As often happens when I'm away from home, the flat has been "tidied" by my fellow incumbent.

This urge to rearrange books or re-file journals usually occurs in the midnight hour. Once, dreading me returning the next morning to discover the living room swamped by a tsunami of books from a massive bookcase he was relocating, he was up until dawn getting everything back into place. I must admit, the room looked a whole lot better when I got home, even if he didn't.

The latest blitz on the premises was relatively tame. Several square feet of carpet remained available for walking, so long as one was able to leap between them, in the process clearing the towers of books and box files that separated them. No problem for Jessica Ennis, less easy for me.

Yet as always, his excavations threw up some long-lost gems. So it was I found myself absorbed in an issue of the New Edinburgh Review, from winter 1978. Edited by James Campbell, now a stalwart of the TLS, every page was interesting. From short stories by George Mackay Brown and Ron Butlin, poems by Brian McCabe, Charles Tomlinson and Douglas Dunn (Subterranean Piss Parlour, Glasgow), to intellectual and lucid articles by the likes of the late, lamented Angus Calder (on African literature) and James Young (kailyard history), it was a small feast.

Scotland once had a proud tradition of well-funded literary magazines. Despite the death of several, many continue to limp on, Edinburgh Review, Gutter, The Dark Horse, Chapman and Northwards Now among them, while new titles regularly appear. The survival of all these, dependent as they are on dwindling state support, is precarious to say the least.

It's not the appetite for them that's died but the funding. Living as I do with the editor of the Scottish Review of Books, this is a common topic of conversation.
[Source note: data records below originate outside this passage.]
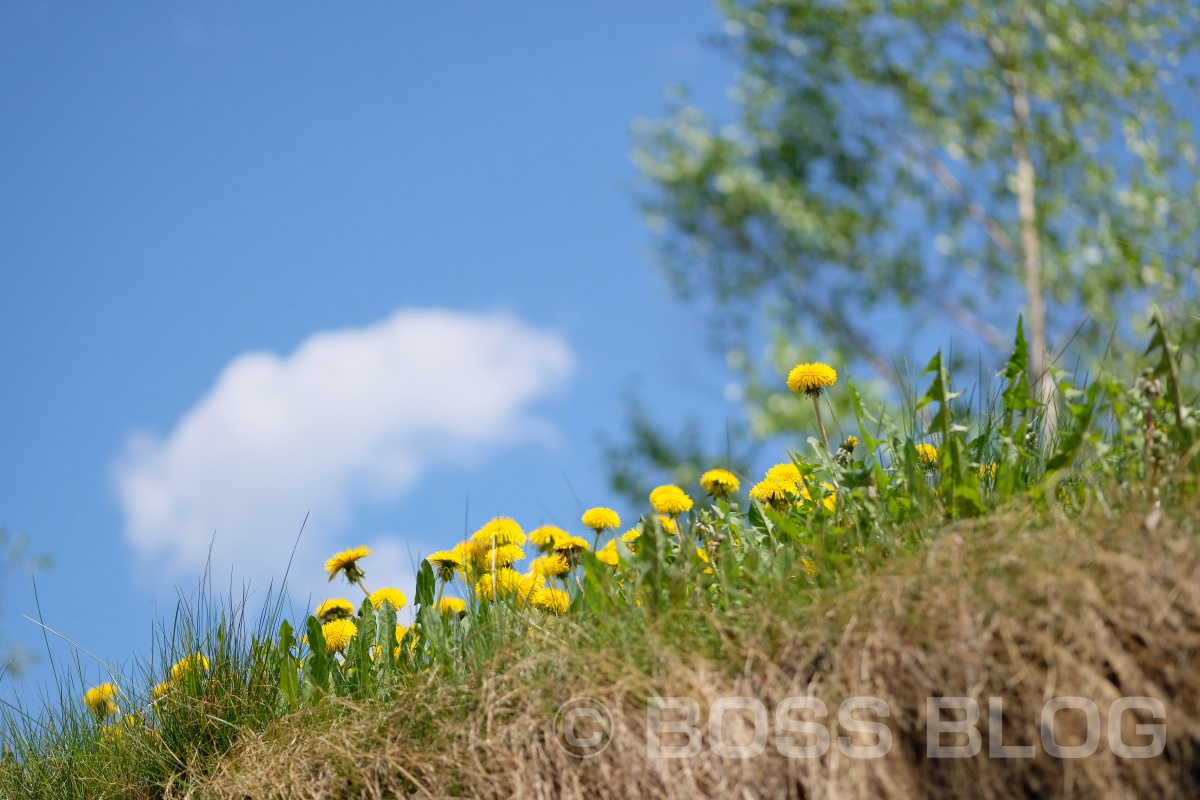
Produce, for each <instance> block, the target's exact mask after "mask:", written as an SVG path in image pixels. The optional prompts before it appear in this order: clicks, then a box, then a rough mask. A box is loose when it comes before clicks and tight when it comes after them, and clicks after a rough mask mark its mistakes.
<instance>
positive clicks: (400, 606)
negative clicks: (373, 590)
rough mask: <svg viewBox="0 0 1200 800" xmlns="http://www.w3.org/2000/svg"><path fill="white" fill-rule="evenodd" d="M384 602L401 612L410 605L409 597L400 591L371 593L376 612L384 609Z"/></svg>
mask: <svg viewBox="0 0 1200 800" xmlns="http://www.w3.org/2000/svg"><path fill="white" fill-rule="evenodd" d="M384 602H389V603H391V607H392V608H395V609H396V610H400V609H401V608H403V607H404V606H407V604H408V597H406V596H404V593H403V591H401V590H400V589H392V588H390V587H389V588H385V589H376V590H374V591H372V593H371V604H372V606H374V609H376V610H379V609H380V608H383V604H384Z"/></svg>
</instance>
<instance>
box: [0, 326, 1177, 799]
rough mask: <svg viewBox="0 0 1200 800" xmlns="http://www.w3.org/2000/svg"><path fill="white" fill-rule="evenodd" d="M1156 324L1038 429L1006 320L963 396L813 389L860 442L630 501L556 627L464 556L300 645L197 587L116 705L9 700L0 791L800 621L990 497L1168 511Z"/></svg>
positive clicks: (1159, 336)
mask: <svg viewBox="0 0 1200 800" xmlns="http://www.w3.org/2000/svg"><path fill="white" fill-rule="evenodd" d="M1156 330H1157V336H1156V337H1153V338H1152V347H1151V348H1150V349H1148V350H1147V357H1148V359H1150V366H1147V368H1146V371H1145V372H1142V373H1139V377H1138V378H1135V379H1133V380H1129V379H1128V377H1127V378H1126V379H1124V380H1120V379H1118V378H1117V377H1115V375H1112V374H1105V375H1104V377H1103V378H1102V379H1099V380H1094V381H1091V383H1085V384H1084V385H1080V386H1076V385H1075V380H1074V379H1073V378H1072V377H1070V375H1066V374H1062V373H1056V381H1057V385H1058V399H1057V401H1056V402H1058V403H1061V409H1060V414H1057V415H1056V419H1057V420H1058V421H1060V422H1058V427H1057V428H1055V429H1051V431H1048V432H1046V438H1045V441H1043V443H1038V441H1036V439H1034V437H1033V434H1034V431H1036V428H1034V427H1033V426H1031V425H1030V421H1028V419H1027V416H1028V413H1031V411H1033V410H1036V409H1038V408H1039V407H1038V404H1037V403H1036V402H1033V399H1032V398H1031V396H1030V395H1031V391H1032V390H1031V386H1030V381H1028V380H1027V378H1026V371H1025V369H1024V357H1025V355H1024V348H1025V345H1024V337H1022V335H1021V331H1020V327H1019V329H1018V335H1016V337H1015V338H1016V341H1018V348H1016V350H1015V351H1014V353H1013V355H1012V357H1010V359H1009V365H1008V367H1007V368H1006V371H1004V372H1003V373H1002V375H1003V381H1004V383H1003V385H1002V386H1000V387H998V389H997V390H996V391H995V392H994V393H992V395H991V396H980V397H979V398H978V399H977V401H976V403H974V404H971V403H966V402H965V401H964V392H962V391H959V390H955V387H954V385H953V377H952V373H950V371H949V368H948V365H947V361H946V360H944V359H943V356H942V354H941V353H938V354H936V355H935V356H934V357H932V359H931V360H930V361H929V363H928V366H926V368H925V371H924V373H922V379H923V380H924V381H925V387H924V391H923V392H920V393H919V396H917V397H916V399H914V401H913V402H912V403H911V405H910V410H911V411H912V419H908V420H904V421H902V423H898V422H895V421H894V420H892V419H890V417H889V416H888V414H887V413H886V411H884V410H883V409H882V408H881V409H880V410H878V411H875V413H872V411H871V410H869V408H868V405H866V403H864V401H863V398H862V397H860V395H859V392H858V390H857V387H856V386H854V384H853V383H851V381H848V380H846V381H845V384H844V385H835V386H833V387H830V389H827V390H826V391H827V392H842V391H844V392H845V395H846V399H845V402H846V403H847V405H848V407H850V408H851V409H852V410H853V414H854V419H856V422H857V433H856V437H857V439H858V441H857V443H854V441H848V443H846V444H845V446H839V447H838V449H836V451H835V452H829V451H827V450H826V449H824V447H823V446H822V445H821V443H820V440H817V439H816V438H815V437H808V440H806V443H804V447H803V449H802V450H794V451H791V452H788V453H787V458H786V461H784V462H782V464H781V467H782V468H784V469H782V470H776V473H775V474H778V475H785V476H786V477H784V479H780V480H785V481H787V483H786V492H785V495H786V497H784V498H782V499H781V500H779V499H775V498H772V499H770V504H768V505H763V504H762V503H760V501H757V500H746V499H745V495H746V492H745V488H743V492H740V493H734V494H731V495H728V497H722V498H720V499H715V500H713V501H710V503H696V504H695V505H694V506H692V510H691V511H690V512H689V513H686V515H682V516H679V517H678V519H674V521H670V523H671V524H670V525H668V524H665V522H664V519H662V518H660V516H659V515H656V513H647V515H646V516H644V517H643V518H642V519H641V521H640V522H638V524H637V525H636V530H637V531H638V535H637V536H636V537H631V540H630V541H628V542H626V541H623V540H620V539H616V540H614V548H613V549H614V552H616V555H617V564H616V565H613V564H610V563H606V561H605V560H601V559H600V558H598V555H596V554H593V553H590V552H587V551H578V552H574V553H572V554H571V557H570V560H569V564H570V565H571V570H570V572H569V573H568V575H566V576H564V577H560V578H553V579H551V581H550V583H548V587H553V588H554V589H556V590H558V589H557V585H554V584H556V583H557V584H558V585H562V587H563V588H564V589H565V590H568V593H569V595H570V603H569V608H568V609H566V612H565V615H564V616H565V619H557V614H554V613H550V612H547V610H545V606H542V604H540V603H539V601H538V600H536V595H535V594H534V593H535V591H542V590H545V589H535V590H533V591H528V593H526V594H520V593H512V591H499V590H497V597H496V599H494V600H493V599H491V597H488V596H485V595H482V594H479V595H476V594H475V591H474V587H475V585H476V581H478V579H479V577H481V576H480V575H479V573H476V569H475V567H470V570H469V572H468V575H467V576H461V575H460V578H461V583H462V585H461V587H460V589H461V590H462V591H463V594H464V597H466V599H467V601H468V602H467V609H466V612H464V613H462V614H444V613H443V612H442V610H440V609H439V608H438V601H439V600H440V599H442V597H443V593H444V590H445V589H446V585H445V584H443V583H442V582H440V579H439V578H438V576H437V575H436V573H434V571H433V569H432V566H431V565H430V564H428V563H422V564H421V566H420V569H419V571H418V576H416V585H415V591H414V599H415V614H414V624H413V626H412V627H410V628H408V630H400V631H398V630H397V622H396V609H395V608H394V607H392V606H391V604H390V603H389V602H383V603H382V604H380V607H379V608H378V609H377V608H376V607H374V606H373V604H372V603H371V601H370V600H365V601H364V602H362V604H361V606H360V608H359V609H358V610H356V613H354V614H353V615H352V616H349V618H348V619H346V620H340V622H341V624H342V625H343V628H342V630H341V632H338V630H340V628H336V627H331V626H336V625H338V624H340V622H338V621H326V622H324V624H323V622H322V620H319V619H318V618H316V616H308V618H307V619H305V620H304V622H302V625H300V627H302V630H304V631H305V636H304V637H301V638H299V639H298V638H296V628H295V627H294V626H293V622H292V621H288V620H280V619H277V618H276V616H274V615H272V614H270V613H268V614H264V616H263V618H262V619H260V621H259V624H258V626H257V627H256V628H254V630H252V631H251V630H247V628H246V624H245V619H246V614H245V609H244V608H241V607H234V608H226V607H223V606H220V604H214V603H212V601H211V600H209V596H208V595H206V594H204V593H200V595H199V599H198V600H197V601H194V602H185V601H181V603H180V609H179V612H178V614H176V616H175V622H174V626H173V627H172V628H170V630H167V628H166V627H164V628H163V630H162V631H161V634H160V637H158V638H160V642H158V654H157V657H155V656H151V658H150V662H149V663H146V664H144V666H143V668H142V670H140V672H142V674H140V675H139V676H137V678H132V679H131V678H127V676H124V675H121V674H118V673H110V676H112V680H113V682H115V684H116V685H118V694H116V697H118V704H119V708H120V714H118V715H115V716H112V717H103V718H101V717H100V715H98V714H94V712H89V711H88V710H85V709H84V708H83V706H82V704H80V702H79V699H78V697H79V696H80V694H82V693H83V687H85V684H84V682H83V669H82V666H79V664H76V674H74V675H71V674H67V673H62V674H60V675H59V680H60V690H59V691H60V698H59V700H60V702H59V704H49V705H48V706H47V710H46V712H43V714H42V715H41V717H38V718H32V717H29V716H23V715H24V711H22V710H20V709H16V710H13V709H10V710H8V711H7V712H6V715H5V718H4V728H2V734H0V735H2V738H4V740H5V744H7V745H8V746H11V747H12V751H13V757H12V759H10V760H8V762H5V764H2V765H0V795H2V796H13V798H54V799H55V800H58V799H60V798H84V796H94V794H95V787H96V786H98V784H100V783H101V782H103V784H104V786H118V787H121V788H120V792H119V794H125V795H130V796H148V798H161V796H164V795H166V792H167V787H170V790H172V792H173V793H175V794H179V793H180V792H181V790H182V789H185V788H186V787H190V786H194V784H197V783H199V782H203V781H204V780H205V775H206V771H209V770H212V769H214V768H215V764H216V759H218V758H220V757H222V754H223V753H227V752H228V751H229V750H230V748H232V747H234V745H235V742H238V741H240V740H242V739H241V738H242V736H244V735H245V734H246V733H247V732H263V730H265V729H266V728H269V727H270V726H271V724H272V723H274V722H276V721H278V720H292V718H296V717H293V716H289V715H305V714H316V712H318V711H320V712H323V714H334V715H336V714H338V712H341V711H338V709H349V708H360V706H361V704H370V703H377V704H379V705H380V708H390V705H389V704H394V703H395V699H396V698H397V697H398V696H403V693H404V692H412V691H416V687H425V688H428V687H431V686H436V685H438V684H442V682H448V681H449V682H457V684H458V685H461V684H463V682H467V684H469V682H470V681H478V680H481V676H486V675H488V674H491V670H494V669H496V660H497V657H498V656H497V654H499V652H512V651H521V650H523V649H530V648H538V646H544V644H539V642H541V643H546V642H551V643H553V646H560V648H570V646H574V643H575V642H576V636H577V634H578V633H580V632H581V631H587V632H588V633H587V634H588V636H592V637H600V638H604V637H608V638H611V639H613V640H619V642H625V643H626V644H628V643H629V642H632V640H634V639H635V638H636V637H638V636H642V634H644V633H646V632H647V631H650V630H655V631H659V632H662V631H668V632H670V636H671V637H673V638H674V639H676V640H677V642H678V643H679V646H680V648H682V649H684V648H685V649H686V650H688V651H694V650H702V651H706V652H712V654H714V655H716V654H720V652H721V648H724V646H725V645H726V640H727V637H728V631H727V630H726V628H725V627H724V624H722V622H720V621H719V620H720V619H722V618H721V616H719V615H731V614H732V615H734V616H737V618H740V619H756V618H757V615H758V614H760V613H761V608H762V606H763V602H764V599H768V597H776V596H779V595H781V594H782V595H786V596H787V597H788V602H790V603H791V607H792V608H794V609H799V610H797V612H796V613H803V609H804V608H805V607H806V606H808V604H809V603H811V602H812V599H814V597H815V594H816V591H817V590H821V589H829V588H834V589H840V588H850V587H854V585H857V584H858V583H860V582H862V581H863V577H864V576H865V575H869V573H871V572H874V571H875V570H878V569H880V567H881V566H882V565H884V564H887V563H889V561H895V560H896V559H904V558H906V557H908V555H913V554H919V553H922V551H923V548H924V545H925V541H926V537H928V536H930V535H932V531H936V530H937V527H938V525H940V524H941V523H942V522H944V521H949V519H955V518H961V517H979V516H985V515H989V513H991V512H994V511H996V510H998V509H1002V507H1003V510H1004V513H1006V515H1008V513H1012V512H1013V510H1014V509H1018V510H1020V509H1024V512H1025V513H1028V515H1039V513H1040V515H1052V516H1061V515H1076V513H1080V512H1081V510H1082V509H1084V507H1086V506H1087V505H1090V504H1094V505H1099V506H1102V507H1111V506H1114V505H1120V504H1123V503H1142V504H1148V503H1159V504H1162V506H1164V507H1168V506H1181V505H1182V504H1183V503H1184V501H1186V500H1187V499H1188V498H1194V495H1195V494H1196V493H1198V491H1200V480H1198V476H1200V458H1196V457H1195V446H1194V444H1193V443H1194V441H1195V414H1194V413H1193V410H1192V408H1190V407H1188V405H1186V404H1182V402H1181V401H1178V399H1176V398H1177V397H1178V395H1177V393H1176V392H1175V391H1174V390H1172V389H1171V387H1170V386H1169V383H1170V381H1171V380H1172V379H1174V378H1172V371H1177V369H1178V368H1180V367H1178V361H1177V360H1178V359H1180V357H1181V354H1180V351H1178V349H1177V345H1175V343H1174V341H1172V339H1171V338H1169V336H1168V329H1166V327H1165V326H1162V325H1159V326H1158V327H1157V329H1156ZM1156 381H1158V383H1156ZM1164 381H1165V383H1164ZM613 535H617V534H616V531H614V534H613ZM358 573H361V567H360V569H359V571H358ZM530 577H532V576H530ZM460 578H456V582H457V581H458V579H460ZM360 579H361V578H358V579H355V582H356V583H358V582H359V581H360ZM360 585H361V584H360ZM530 585H532V587H536V584H530ZM268 608H271V604H270V602H268ZM276 608H277V606H276ZM346 613H347V614H348V613H349V609H346ZM349 624H352V625H353V636H349V637H347V636H346V633H344V625H349ZM172 662H174V663H173V666H170V667H168V664H172ZM421 691H425V690H421ZM337 698H346V700H349V703H340V702H338V700H337ZM286 724H287V723H286ZM414 729H416V726H415V723H414ZM185 793H186V792H185Z"/></svg>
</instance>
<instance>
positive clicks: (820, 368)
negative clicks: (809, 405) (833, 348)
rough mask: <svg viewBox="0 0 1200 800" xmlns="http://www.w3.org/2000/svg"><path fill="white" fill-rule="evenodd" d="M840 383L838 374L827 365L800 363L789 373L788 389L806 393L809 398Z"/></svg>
mask: <svg viewBox="0 0 1200 800" xmlns="http://www.w3.org/2000/svg"><path fill="white" fill-rule="evenodd" d="M835 383H838V372H836V371H835V369H834V368H833V367H830V366H829V365H827V363H820V362H818V363H798V365H796V366H794V367H792V371H791V372H790V373H787V387H788V389H791V390H792V391H793V392H804V393H805V395H808V396H809V397H815V396H817V395H820V393H821V390H822V389H826V387H828V386H833V385H834V384H835Z"/></svg>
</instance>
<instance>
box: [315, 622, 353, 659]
mask: <svg viewBox="0 0 1200 800" xmlns="http://www.w3.org/2000/svg"><path fill="white" fill-rule="evenodd" d="M320 632H322V634H323V636H324V637H325V651H326V652H330V654H334V652H344V651H346V645H347V644H349V643H350V639H353V638H354V637H355V636H358V632H359V626H358V625H355V624H354V620H350V619H335V620H334V621H331V622H325V624H324V625H322V626H320Z"/></svg>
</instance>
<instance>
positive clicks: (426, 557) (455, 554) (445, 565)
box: [425, 551, 462, 583]
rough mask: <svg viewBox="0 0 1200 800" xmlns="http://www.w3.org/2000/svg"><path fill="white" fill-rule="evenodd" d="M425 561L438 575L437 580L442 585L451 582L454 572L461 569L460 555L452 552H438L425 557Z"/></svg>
mask: <svg viewBox="0 0 1200 800" xmlns="http://www.w3.org/2000/svg"><path fill="white" fill-rule="evenodd" d="M425 560H426V561H428V563H430V566H432V567H433V571H434V572H437V573H438V579H439V581H442V583H449V582H450V581H452V579H454V573H455V571H456V570H461V569H462V555H461V554H460V553H456V552H454V551H438V552H437V553H431V554H430V555H427V557H426V559H425Z"/></svg>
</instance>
In fact, please consider this column a plea for a zillionaire to step into the breach and back a Scottish literary journal of his or her choice.

Even those bankrolled by the rich, however, can find themselves toiling. The London Review of Books, edited by Mary-Kay Wilmers, is famously in debt to her family trust to the tune, according to the latest figures, of tens of millions a year. More recently, the Tetra Pak heiress Sigrid Rausing, owner of Granta magazine and its book publishing wing, has also been feeling the pinch. Partly because of proposed cutbacks, in the past few weeks Granta has seen a slew of senior staff resign. Among them is the magazine's editor John Freeman, an occasional reviewer on these pages, and his deputy. The art director and associate editor are also leaving, and other departures are in the pipeline. As one insider is quoted as saying, it's a "complete bloody disaster".

Rausing has said her reasons are financial, hence closing their New York office and the art department, and merging the position of magazine editor with the commissioning editor for Granta and Portobello Books into the single post of editor-in-chief. As she commented, "The magazine I don't think will ever be profitable, but I am certainly hoping that the book side will make money."

In this climate economising is hardly unusual in publishing or literary magazines. Nor can one criticise Rausing for trying to plug the drain. No matter how well-off one is, losing money by the fistful makes little sense. Nor does running an outfit entirely on debt. For canny retrenchment, one need look no further than last year's short-lived Arts Journal, which survived for a mere two issues before its wealthy backer decided enough was enough.

As the crisply functional black and white edition of the New Edinburgh Review showed, a literary magazine need not be luxuriously glossy or flash to do its job well. A clear layout, good writing and informed opinion is what's required. That, and a philanthropist prepared to dig deep in their pockets. Then again, they used to ask, "How does a billionaire become a millionaire? By buying a football club." That could now be rewritten, replacing the football club with a literary magazine.